Common AWS IAM Mistakes in Enterprises

Excessive permissions by default: the easy path that becomes costly

A common practice in many organizations is assigning roles or policies with overly broad permissions to “save time” or “avoid blocking deliveries.” The classic AdministratorAccess, or even custom policies that end with wildcards like "Action": "*", become the rule rather than the exception.

This often begins as a temporary measure—during an incident or a migration—and remains in place due to a lack of subsequent review. The result is an unnecessary attack surface. We’ve seen cases where a developer with broad IAM permissions was able to create persistent users undetected, merely because no control prevented it.

  • Full service access without justification: granting a team EC2 permissions with * instead of limiting to start/stop/reboot if they don’t need to create or modify instances.
  • Reusing policies from other accounts: copying policies from a sandbox to production without reviewing the context leads to dangerous outcomes, like enabling write access to sensitive buckets.

The anti-pattern here is assuming that documenting the correct usage of permissions is enough to avoid misuse. It’s not. In security, what is not explicitly forbidden is allowed.

Poorly segmented policies due to lack of a clear role model

Another common mistake arises from not establishing a clear model of roles, groups, and their relationships. We often find dozens (even hundreds) of policies with similar names, duplicated permissions, and no traceability of who uses what.

This complicates both maintenance and audits. We’ve worked with companies where simply removing a permission required weeks of functional review due to fear of breaking some invisible integration.

  • Poor segmentation: bundling permissions from multiple domains (e.g., S3, Lambda, and RDS) into a single policy makes it harder to enforce the principle of least privilege.
  • Misused IAM groups: granting permissions through groups without periodically reviewing their members ends up creating “Frankenstein groups” with accumulated privileges no one dares to touch.

We suggest working with a task-based model, not a team-based one. The “backend team” is not the same as “users who need to deploy Lambda functions.”

Lack of rotation and control over persistent credentials

In many companies, IAM users with persistent access keys remain active for years without rotation or usage tracking.
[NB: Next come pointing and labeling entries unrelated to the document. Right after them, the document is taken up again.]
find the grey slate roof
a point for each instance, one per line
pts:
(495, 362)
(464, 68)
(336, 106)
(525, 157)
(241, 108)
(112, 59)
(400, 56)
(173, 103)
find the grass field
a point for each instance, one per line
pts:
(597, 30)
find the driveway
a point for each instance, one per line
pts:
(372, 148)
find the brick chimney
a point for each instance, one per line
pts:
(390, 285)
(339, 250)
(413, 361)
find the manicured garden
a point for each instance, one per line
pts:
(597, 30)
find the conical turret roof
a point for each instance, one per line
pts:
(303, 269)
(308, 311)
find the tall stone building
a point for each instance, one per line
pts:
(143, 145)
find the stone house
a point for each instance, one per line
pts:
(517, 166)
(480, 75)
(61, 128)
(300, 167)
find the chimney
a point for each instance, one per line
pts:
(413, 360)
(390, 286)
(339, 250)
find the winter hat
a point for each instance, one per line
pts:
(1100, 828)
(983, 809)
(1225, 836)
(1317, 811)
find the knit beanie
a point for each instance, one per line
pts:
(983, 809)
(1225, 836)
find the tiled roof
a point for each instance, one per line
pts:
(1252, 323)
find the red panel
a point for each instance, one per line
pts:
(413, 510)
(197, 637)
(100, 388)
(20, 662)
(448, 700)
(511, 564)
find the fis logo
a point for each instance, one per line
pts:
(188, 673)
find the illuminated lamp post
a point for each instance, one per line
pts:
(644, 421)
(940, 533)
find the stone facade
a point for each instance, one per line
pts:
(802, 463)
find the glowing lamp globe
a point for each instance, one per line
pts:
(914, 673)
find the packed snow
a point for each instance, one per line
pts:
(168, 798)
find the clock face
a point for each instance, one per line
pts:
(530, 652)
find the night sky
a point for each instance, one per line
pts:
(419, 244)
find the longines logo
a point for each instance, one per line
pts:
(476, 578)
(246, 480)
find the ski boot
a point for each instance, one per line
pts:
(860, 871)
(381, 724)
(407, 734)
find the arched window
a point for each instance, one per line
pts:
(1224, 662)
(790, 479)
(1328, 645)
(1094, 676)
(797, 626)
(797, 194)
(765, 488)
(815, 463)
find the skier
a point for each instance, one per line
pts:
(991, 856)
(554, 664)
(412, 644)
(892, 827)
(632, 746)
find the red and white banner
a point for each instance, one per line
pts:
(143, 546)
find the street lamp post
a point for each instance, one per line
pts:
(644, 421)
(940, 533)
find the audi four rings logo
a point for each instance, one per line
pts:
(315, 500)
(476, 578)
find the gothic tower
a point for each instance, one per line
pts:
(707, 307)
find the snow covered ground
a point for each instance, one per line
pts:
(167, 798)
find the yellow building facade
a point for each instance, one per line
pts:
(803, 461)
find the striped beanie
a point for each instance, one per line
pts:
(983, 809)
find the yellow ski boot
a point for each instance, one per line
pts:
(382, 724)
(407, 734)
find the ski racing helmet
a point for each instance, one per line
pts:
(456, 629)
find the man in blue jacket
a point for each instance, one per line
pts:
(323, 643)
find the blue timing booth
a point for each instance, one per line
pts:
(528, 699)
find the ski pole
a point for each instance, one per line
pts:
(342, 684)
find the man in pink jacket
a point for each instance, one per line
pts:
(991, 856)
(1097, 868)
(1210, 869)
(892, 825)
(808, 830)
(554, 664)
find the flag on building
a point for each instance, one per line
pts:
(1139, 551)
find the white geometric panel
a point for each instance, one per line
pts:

We’ve seen organizations where offboarded developers still had active keys connected to old pipelines that no one dares to dismantle.

AWS IAM does not enforce an expiration or key rotation policy by default. It’s up to the security team to establish limits and automation to enforce this practice.

  • Access keys without rotation: active keys for over 90 days without a documented purpose or review pose a high risk.
  • Keys in code: another recurring issue in CI/CD is embedding keys in scripts or repositories, which worsens the impact in case of exfiltration.

An effective policy combines automated notifications, continuous auditing via CloudTrail, and periodic recertification by each key’s owner.

Ignoring the use of IAM Access Analyzer or CloudTrail as control tools

IAM offers powerful tools to mitigate human error, such as IAM Access Analyzer and CloudTrail logs. Nonetheless, many companies still have them disabled or without real monitoring. It’s not uncommon to hear: “we didn’t even know Access Analyzer existed.”

These tools help detect when a policy unintentionally grants public or cross-account access. They also help understand how permissions are actually being used, which is essential input for safely reducing privileges.

A typical case we encounter is the exposure of S3 buckets or Lambda functions to other accounts due to resource policy errors. Access Analyzer would have raised an alert in minutes, but no one had configured it.

Not using these functionalities is like operating a production environment blindly: functionally, everything might seem fine, but from a security standpoint, it’s a huge blind spot.

Recommendations for corporate environments

The IAM management errors in AWS we’ve described are not hypothetical: we see them repeatedly in companies with complex structures, large teams, and business pressures. The common denominator is the lack of proactive governance over the permission lifecycle.

We propose the following as priority action lines:

  • Systematically review and reduce wildcard * policies.
  • Adopt an explicit model of roles and tasks, with defined ownership per permission.
  • Audit and enforce key rotation, with automated alert mechanisms.
  • Enable and monitor tools like IAM Access Analyzer and CloudTrail in all accounts.

Maturity in IAM is not achieved just by good configuration, but through good operations: monitoring, reviewing, revoking, and above all, having real access control at all times.